The Crisis of Reproducibility in Artificial Intelligence Research

AI research is dominated by tech giants, but the line between real breakthroughs and commercial product advertising is gradually blurring. Some scientists think it's time to stop this.







Last month, the journal Nature published an abusive review signed by 31 scientists. They didn't like the Google Health study that had appeared earlier in the same journal. In it, Google described the successful results of an artificial intelligence (AI) test that looked for signs of breast cancer in medical photographs. Critics argue that the Google team provided so little information about the code and test progress that the study looked more like a promotional description of a closed proprietary technology.



“We couldn't take it any longer,” says Benjamin Haibe-Caines, lead reviewer who studies computational genomics at the University of Toronto. "And it's not about this particular study - we have been observing a similar trend for many years in a row, and it really annoys us."



Haibe-Kains and colleagues are among a growing number of scientists who are resisting the apparent lack of transparency in AI research. “After seeing this work from Google, we realized that this was just another example of a series of enthusiastic publications in a highly respected journal that had nothing to do with science,” he says. - It's more an advertisement for cool technology. We cannot do anything about it. "



Science is built on trust, including disclosing the details of how research is conducted in sufficient detail for others to replicate and validate their findings. This is how science corrects itself and uproots unconfirmed results. Reproducibility allows others to base their work on these results, which helps move the field of knowledge forward. Science that cannot be reproduced finds itself on the sidelines of history.



At least in theory. In practice, few studies are fully reproducible, since most researchers are more interested in getting new results than repeating old ones. However, in fields such as biology, physics, computer science, researchers expect authors to provide enough information to share so that these experiments can be repeated - even if this is rarely done.



Ambitious newbie



AI is scolded for several reasons. First, it's a beginner. It has become an experimental science in the last ten years, says Joel Pigno, a computer scientist at Facebook AI Research and McGill University, who co-authored the complaint. “At first it was a purely theoretical area, but now we are doing more and more experiments,” she says. "And our commitment to rigorous methodology lags behind the ambition of our experiments."



This is not just an academic problem. The lack of transparency prevents new AI models and technologies from being properly tested for reliability, distortion and safety. AI is rapidly moving from research labs to the real world, which directly affects people's lives. However, machine learning (ML) models that work well in the lab can break down in the real world, with potentially dangerous consequences. Reproducing the results of experiments by different researchers in different conditions will more quickly reveal possible problems, which will make AI more reliable for everyone.



AI already suffers from the "black box" problem: sometimes it is impossible to say how or why an ML model produces exactly this result. Lack of transparency in research only makes things worse. Large models require as many observers as possible in order for more people to experience and understand their work. This is how you can make AI use safer in healthcare, fairer in public order, and polite in chat.



The normal reproducibility of AI is hampered by the lack of three things: code, data and hardware.
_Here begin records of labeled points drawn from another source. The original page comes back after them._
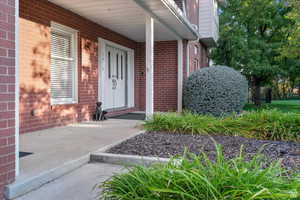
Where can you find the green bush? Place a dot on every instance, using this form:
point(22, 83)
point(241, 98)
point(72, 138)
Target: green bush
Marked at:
point(262, 124)
point(196, 177)
point(215, 90)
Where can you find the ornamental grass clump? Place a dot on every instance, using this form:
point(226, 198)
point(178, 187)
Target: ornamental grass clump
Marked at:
point(196, 177)
point(262, 124)
point(216, 91)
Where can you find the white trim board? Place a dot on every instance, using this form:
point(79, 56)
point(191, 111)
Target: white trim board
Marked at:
point(102, 43)
point(17, 90)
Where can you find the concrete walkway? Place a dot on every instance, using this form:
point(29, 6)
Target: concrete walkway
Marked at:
point(52, 148)
point(78, 185)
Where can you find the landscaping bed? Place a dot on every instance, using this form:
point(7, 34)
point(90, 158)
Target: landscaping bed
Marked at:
point(166, 145)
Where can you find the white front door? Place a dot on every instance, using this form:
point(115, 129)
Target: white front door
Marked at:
point(115, 78)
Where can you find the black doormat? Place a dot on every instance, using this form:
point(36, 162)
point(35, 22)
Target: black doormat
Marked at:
point(23, 154)
point(130, 116)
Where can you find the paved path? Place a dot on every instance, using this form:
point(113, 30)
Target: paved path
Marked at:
point(53, 147)
point(78, 185)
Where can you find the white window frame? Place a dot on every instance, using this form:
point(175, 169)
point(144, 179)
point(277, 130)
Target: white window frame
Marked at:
point(59, 28)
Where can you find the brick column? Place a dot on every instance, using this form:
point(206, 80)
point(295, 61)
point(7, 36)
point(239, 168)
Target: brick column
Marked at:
point(7, 93)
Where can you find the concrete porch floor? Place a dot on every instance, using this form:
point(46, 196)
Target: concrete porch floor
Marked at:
point(52, 148)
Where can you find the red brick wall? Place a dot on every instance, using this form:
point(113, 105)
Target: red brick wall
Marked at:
point(192, 11)
point(35, 18)
point(165, 76)
point(7, 93)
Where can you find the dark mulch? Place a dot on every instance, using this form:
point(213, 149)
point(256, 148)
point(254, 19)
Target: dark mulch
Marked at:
point(166, 145)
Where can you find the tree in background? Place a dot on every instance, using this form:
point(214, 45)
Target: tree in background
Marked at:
point(290, 52)
point(252, 33)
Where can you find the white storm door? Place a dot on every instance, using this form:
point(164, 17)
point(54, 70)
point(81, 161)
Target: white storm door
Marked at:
point(120, 79)
point(108, 79)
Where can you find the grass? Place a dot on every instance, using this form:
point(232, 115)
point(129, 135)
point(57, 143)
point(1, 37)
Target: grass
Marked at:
point(282, 105)
point(261, 124)
point(196, 177)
The 2020 State of AI"A verified annual analysis by investors Nathan Benaich and Ian Hogarth, found that only 15% of AI research shares code. Industry researchers are more likely to misbehave than university scientists. In particular, OpenAI companies are highlighted in the report. and DeepMind, which are least likely to share their code.



The lack of tools necessary for reproducibility is felt more acutely when it comes to the two pillars of AI - data and hardware. Data is often held in private hands - for example, the data that Facebook collects on its users - or is sensitive, as is the case with medical records. Tech giants are conducting more and more research on huge and extremely expensive computer clusters that few universities or small companies have access to.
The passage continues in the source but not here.